Friday, November 16, 2012
Oakridge Mall
Kingsgate Mall is one of two Vancouver malls slated for (re)development. Recently it was announced that Oakridge Mall at 49th and Cambie would be converted from a low-rise two-storey structure (with acres of outdoor parking) to a city-within-a-city megapiece featuring 13 towers, the tallest at 45 storeys (see above). Within this mass, 2800 private homes and 350 retail shops.
While the Beedie Group (the current lease-holders of the Kingsgate Mall) have yet to reveal their plan, area residents continue to express concern over the scale of recent development applications, particularly in light of the controversial Rize proposal at Broadway and Kingsway, or the Stong's Markets site in Dunbar.
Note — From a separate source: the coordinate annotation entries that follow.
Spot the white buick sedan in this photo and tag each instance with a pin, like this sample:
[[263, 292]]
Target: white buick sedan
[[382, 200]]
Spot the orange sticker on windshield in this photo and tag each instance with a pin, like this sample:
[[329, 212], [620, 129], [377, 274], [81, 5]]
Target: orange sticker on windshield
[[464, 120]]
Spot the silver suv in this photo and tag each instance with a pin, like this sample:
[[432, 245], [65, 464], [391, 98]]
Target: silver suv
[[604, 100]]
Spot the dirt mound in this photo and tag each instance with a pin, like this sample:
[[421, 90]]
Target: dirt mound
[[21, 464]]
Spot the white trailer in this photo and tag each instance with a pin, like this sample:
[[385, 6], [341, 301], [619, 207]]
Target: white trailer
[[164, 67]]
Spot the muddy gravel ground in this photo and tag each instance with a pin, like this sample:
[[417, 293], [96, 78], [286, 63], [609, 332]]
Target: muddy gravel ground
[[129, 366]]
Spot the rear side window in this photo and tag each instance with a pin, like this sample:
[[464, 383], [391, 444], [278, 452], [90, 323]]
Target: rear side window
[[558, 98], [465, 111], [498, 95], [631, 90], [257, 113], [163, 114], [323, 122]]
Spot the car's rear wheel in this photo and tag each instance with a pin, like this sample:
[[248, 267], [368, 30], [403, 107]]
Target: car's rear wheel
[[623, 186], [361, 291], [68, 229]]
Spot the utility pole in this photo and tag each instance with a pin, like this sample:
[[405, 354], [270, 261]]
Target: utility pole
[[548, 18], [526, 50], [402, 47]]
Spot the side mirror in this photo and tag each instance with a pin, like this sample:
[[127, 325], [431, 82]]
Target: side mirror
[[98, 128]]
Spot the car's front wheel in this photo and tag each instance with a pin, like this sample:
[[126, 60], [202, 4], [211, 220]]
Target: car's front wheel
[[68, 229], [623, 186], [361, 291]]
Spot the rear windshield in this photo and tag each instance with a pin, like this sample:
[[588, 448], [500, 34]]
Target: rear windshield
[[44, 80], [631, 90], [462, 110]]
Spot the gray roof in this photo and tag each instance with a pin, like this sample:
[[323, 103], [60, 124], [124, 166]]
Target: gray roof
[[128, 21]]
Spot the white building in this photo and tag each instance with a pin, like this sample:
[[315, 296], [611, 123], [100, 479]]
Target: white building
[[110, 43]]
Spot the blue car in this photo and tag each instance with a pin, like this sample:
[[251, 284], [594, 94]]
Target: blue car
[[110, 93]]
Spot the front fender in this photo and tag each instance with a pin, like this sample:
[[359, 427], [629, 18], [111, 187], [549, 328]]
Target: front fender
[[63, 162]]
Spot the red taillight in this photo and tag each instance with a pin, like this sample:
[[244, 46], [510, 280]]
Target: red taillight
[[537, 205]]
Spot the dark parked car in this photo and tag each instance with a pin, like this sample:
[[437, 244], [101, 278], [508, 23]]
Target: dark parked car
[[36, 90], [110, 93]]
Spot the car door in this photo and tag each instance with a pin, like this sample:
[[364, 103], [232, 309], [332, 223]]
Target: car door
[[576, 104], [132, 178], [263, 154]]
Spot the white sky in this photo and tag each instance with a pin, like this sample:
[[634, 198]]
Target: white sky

As is often the case with these developments, the first to assure us are not the developers but the architects. On the topic of Oakridge, Stantec Architecure Ltd.'s Darren Burns had this to say: "I think you have to look long-term and think what the city will look like in 2050."
Like a lot of architects, Burns not only designs buildings (for developers) but sells them to area residents. Implicit within the architect's expanded role of "seller" is the changing role of area residents who, increasingly, want a say in that which they will be living next to. Indeed, as new models for developments take shape (such as the city-within-a-city structure at Olympic Village) so too are area residents forming their own critical structures.
Mediating between builders and concerned citizens are municipal governments, who approve development applications, ideally through community consultation. Have these governments developed new structures to consider the increasingly sophisticated concerns of area residents? That is the question being asked by those currently gathered on the steps of Vancouver City Hall, many of whom have imagined this city in 2050 and do not like what they see.